ESU-RDC : Le gouvernement conteste les nominations de l’AFC/M23 dans dix établissements universitaires à Goma et Bukavu

Une vue extérieure de l'Université de Goma. Ph. Tiers

Le gouvernement congolais déclare nulles et sans effet les nominations opérées par le mouvement armé AFC/M23 au sein des comités de gestion de dix établissements publics d’enseignement supérieur et universitaire à Goma et à Bukavu. Dans un communiqué officiel rendu public le lundi 10 août, le ministère de l’Enseignement supérieur, universitaire, de la Recherche scientifique et de l’Innovation met également en garde toute personne qui participerait à l’application de ces nominations.
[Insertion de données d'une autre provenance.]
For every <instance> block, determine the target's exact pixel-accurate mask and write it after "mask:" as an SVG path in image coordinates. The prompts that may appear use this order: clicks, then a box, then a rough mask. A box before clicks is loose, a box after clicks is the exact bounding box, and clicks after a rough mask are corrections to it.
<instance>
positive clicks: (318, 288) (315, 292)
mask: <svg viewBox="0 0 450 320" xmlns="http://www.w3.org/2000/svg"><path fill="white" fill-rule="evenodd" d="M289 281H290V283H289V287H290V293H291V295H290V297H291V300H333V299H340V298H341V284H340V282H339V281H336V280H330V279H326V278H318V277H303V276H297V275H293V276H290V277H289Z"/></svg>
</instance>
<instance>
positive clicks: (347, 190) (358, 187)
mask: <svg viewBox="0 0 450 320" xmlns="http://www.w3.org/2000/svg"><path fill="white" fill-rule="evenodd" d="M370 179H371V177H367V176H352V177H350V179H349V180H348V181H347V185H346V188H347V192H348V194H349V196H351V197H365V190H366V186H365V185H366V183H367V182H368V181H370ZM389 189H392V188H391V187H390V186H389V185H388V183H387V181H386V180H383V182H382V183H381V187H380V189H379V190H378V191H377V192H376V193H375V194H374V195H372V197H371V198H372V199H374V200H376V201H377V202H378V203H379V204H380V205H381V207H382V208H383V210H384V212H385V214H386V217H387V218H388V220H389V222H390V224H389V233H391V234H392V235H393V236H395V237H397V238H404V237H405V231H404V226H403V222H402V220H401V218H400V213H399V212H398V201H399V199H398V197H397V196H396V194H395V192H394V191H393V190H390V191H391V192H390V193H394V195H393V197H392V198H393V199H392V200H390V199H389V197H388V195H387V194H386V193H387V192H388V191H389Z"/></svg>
Ces nominations ont été annoncées le 7 août dernier par l’AFC/M23 dans une décision de ce mouvement armé, portant désignation et nomination des membres des comités de gestion des institutions d’enseignement supérieur, universitaire, de recherche scientifique et d’innovation dans les provinces du Nord-Kivu et du Sud-Kivu.

Dans ce document, le mouvement justifie sa démarche par la nécessité de doter les établissements concernés de nouveaux animateurs et de pourvoir les postes vacants au sein de plusieurs comités de gestion, afin d’en assurer le fonctionnement dans les zones sous son emprise.
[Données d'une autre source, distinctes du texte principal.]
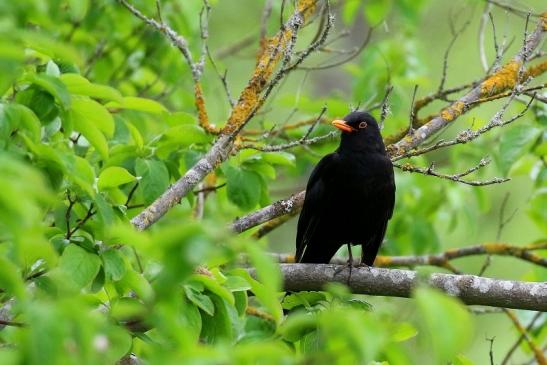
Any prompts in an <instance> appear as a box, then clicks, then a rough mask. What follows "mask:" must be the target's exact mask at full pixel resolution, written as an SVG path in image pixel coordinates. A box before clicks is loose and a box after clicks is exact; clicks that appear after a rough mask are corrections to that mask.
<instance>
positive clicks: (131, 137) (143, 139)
mask: <svg viewBox="0 0 547 365" xmlns="http://www.w3.org/2000/svg"><path fill="white" fill-rule="evenodd" d="M124 122H125V126H126V127H127V129H129V133H130V134H131V138H133V142H135V145H136V146H137V147H138V148H139V149H142V148H143V147H144V139H143V138H142V135H141V132H139V130H138V129H137V127H135V126H134V125H133V124H131V123H130V122H127V121H124Z"/></svg>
En province du Nord-Kivu, quatre établissements sont concernés par cette décision de l’AFC/M23. Il s’agit de l’Institut supérieur de commerce (ISC-Goma), l’Institut supérieur des techniques médicales (ISTM-Goma), l’Institut supérieur des techniques appliquées (ISTA-Goma) et l’Institut supérieur pédagogique (ISP-Goma).

Dans le Sud-Kivu, six institutions sont touchées par ces nominations, notamment l’Institut supérieur de commerce (ISC-Bukavu), l’Institut supérieur des techniques médicales (ISTM-Bukavu), l’Institut supérieur pédagogique (ISP-Bukavu), l’Institut supérieur de développement rural (ISDR-Bukavu), l’Institut supérieur des arts et métiers (ISAM-Bukavu), ainsi que l’Université officielle de Bukavu (UOB).

Kinshasa qualifie cette initiative de substitution illégale à l’autorité publique et d’ingérence dans l’organisation et le fonctionnement d’un service public relevant de l’État.

 Le gouvernement rappelle qu’aucune autorité de fait, aucun mouvement armé, ni aucune structure dépourvue de légitimité constitutionnelle ne peut se substituer aux institutions légalement établies de la République, ni exercer des compétences sur les établissements publics d’enseignement supérieur et universitaire.

Dans ce communiqué, le ministère affirme que les nominations opérées par l’AFC/M23 sont nulles et sans effet, tant sur le plan juridique qu’administratif, et que les comités de gestion régulièrement investis demeurent en fonction et conservent l’ensemble de leurs prérogatives.

Par ailleurs, le ministère de l’ESU met également en garde toute personne qui participerait à l’application de ces nominations.

Selon Kinshasa, la personne s’expose aux sanctions prévues par les lois de la République. Le ministère rappelle également que l’occupation temporaire d’une partie du territoire national ne confère ni souveraineté, ni compétence administrative, ni autorité institutionnelle, ni pouvoir de nomination.

 Il invite la communauté universitaire du Nord-Kivu et du Sud-Kivu à rester vigilante et à demeurer attachée aux institutions de la République. Le gouvernement réaffirme son engagement à préserver les droits des étudiants, des enseignants, des chercheurs et de l’ensemble des personnels des établissements d’enseignement supérieur et universitaire, tout en assurant la continuité du service public de l’enseignement supérieur sur toute l’étendue du territoire national.